Il est sept heures et demie; j'ai tout juste le temps d'absorber un café sur le pouce et de me préparer à la représentation de ce soir, la première où nous allons être abandonnés à nos seules forces. Comme par un fait exprès, la location n'a pas dépassé un chiffre très moyen, ce qui nous étonne un peu, car la ville d'Angers, passe pour une cité friande de spectacles. Il est vrai que nous sommes en carême, considération qui n'est pas sans importance dans toute la région de l'ouest. Néanmoins nous nous perdons en conjectures, pour découvrir la raison vraie de cette pénurie. Un spectateur nous la donne en deux mots. Le jeune administrateur de la Bodinière, a, paraît-il, annoncé dans les journaux que le Chat Noir se proposait de donner une série de trois représentations, à l'usage des familles en lesquelles ne s'entendrait qu'un répertoire ultra select et châtié. Cette annonce a porté ses fruits, et le public d'Angers, qui n'est pas ennemi d'une gaîté franchement gauloise, a jugé bon de s'abstenir. Voilà ce que l'on gagne à dire nettement aux gens qu'on leur veut assainir l'esprit et moraliser l'entendement.

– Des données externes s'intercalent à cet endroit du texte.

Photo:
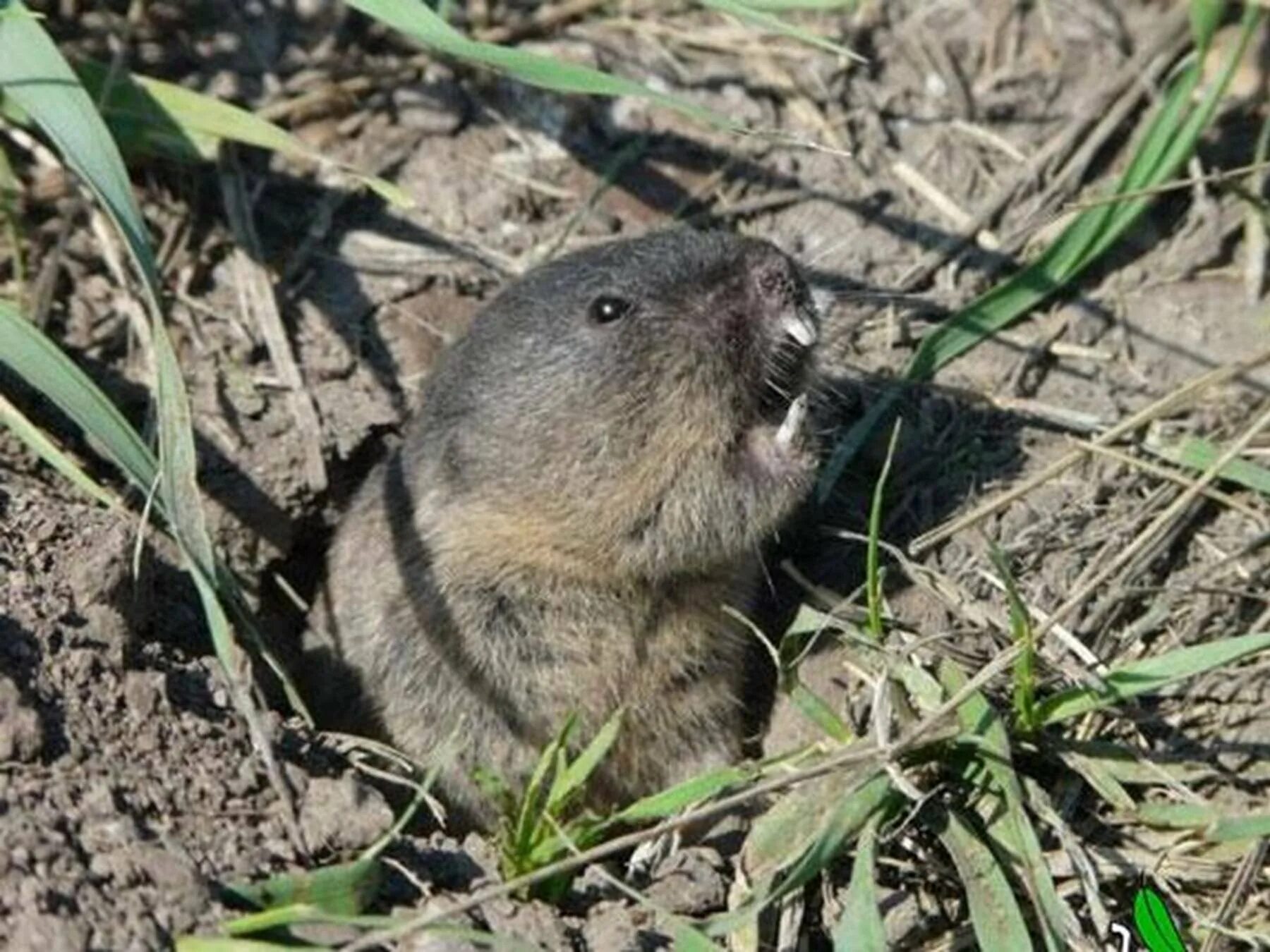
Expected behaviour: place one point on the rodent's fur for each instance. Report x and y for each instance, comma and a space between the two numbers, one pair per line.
568, 514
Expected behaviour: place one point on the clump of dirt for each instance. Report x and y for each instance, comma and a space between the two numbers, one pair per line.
130, 793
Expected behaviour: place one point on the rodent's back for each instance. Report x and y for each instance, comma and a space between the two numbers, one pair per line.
593, 470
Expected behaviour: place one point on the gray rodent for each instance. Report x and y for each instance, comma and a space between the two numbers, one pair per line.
588, 482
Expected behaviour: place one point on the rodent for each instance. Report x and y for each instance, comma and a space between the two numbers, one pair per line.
588, 482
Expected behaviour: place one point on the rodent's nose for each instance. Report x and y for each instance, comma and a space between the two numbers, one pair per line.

L'administrateur, dont l'excessive jeunesse (il n'a pas vingt ans) justifie un peu la gaffe commise, nous promet de réparer l'effet désastreux de son annonce par un nouveau rédigé propre à laisser entendre au public cette fois que si le Chat Noir comme tout théâtre qui se respecte pratique le: Castigat mores, il ne fait nullement abstraction du Ridendo de la romaine formule.
Et le rideau se lève, ce qui est une façon de parler, car la Bodinière, plus spécialement réservée aux conférences et aux auditions musicales, ne comporte pas cet accessoire. Ce n'a pas été sans difficulté que nos machinistes sont parvenus à mettre sur pied leur théâtre portatif. Il a fallu pour installer le piano, et faire une place aux poètes et chansonniers, ajouter à la primitive scène un tréteau central d'ailleurs très exigu. On y accède par un escalier postiche à trois marches dont l'équilibre est des plus instables.
Je plains, du fond de l'âme, mon camarade Bonnaud lequel, pour les annonces multiples qui lui incombent aujourd'hui, va risquer plus de vingt fois de se rompre les os en franchissant ce redoutable passage. Pour ma part, j'estime que rien n'est plus intimidant lorsqu'on doit affronter les suffrages de ses contemporains, que d'être obligé de se rendre au préalable, un peu ridicule à leurs yeux par un déploiement de gymnastique inaccoutumée.
Aussi, n'est-ce pas sans maudire In petto l'administrateur et les machinistes, et aussi tous ceux, qui de près ou de loin ont contribué à l'échafaudage que je m'y insinue gauchement.
Bonnaud fait d'excellents débuts dans le boniment. Son speech d'ouverture a produit le meilleur effet et n'a pas soulevé, grâce au ton d'autorité qu'il a su prendre, les protestations auxquelles on pouvait s'attendre par suite de l'absence de Salis. Il a d'ailleurs fort bien commenté la jolie fantaisie de Louis Morin, Pierrot peintre, et son boniment tout d'improvisation, a marché sans accrocs et sans défaillances, avec même de ci de là quelques trouvailles, que je me propose de lui rappeler, car il serait fâcheux de laisser perdre en prodigue les joyaux et les pierreries qu'on ne rencontre qu'une fois.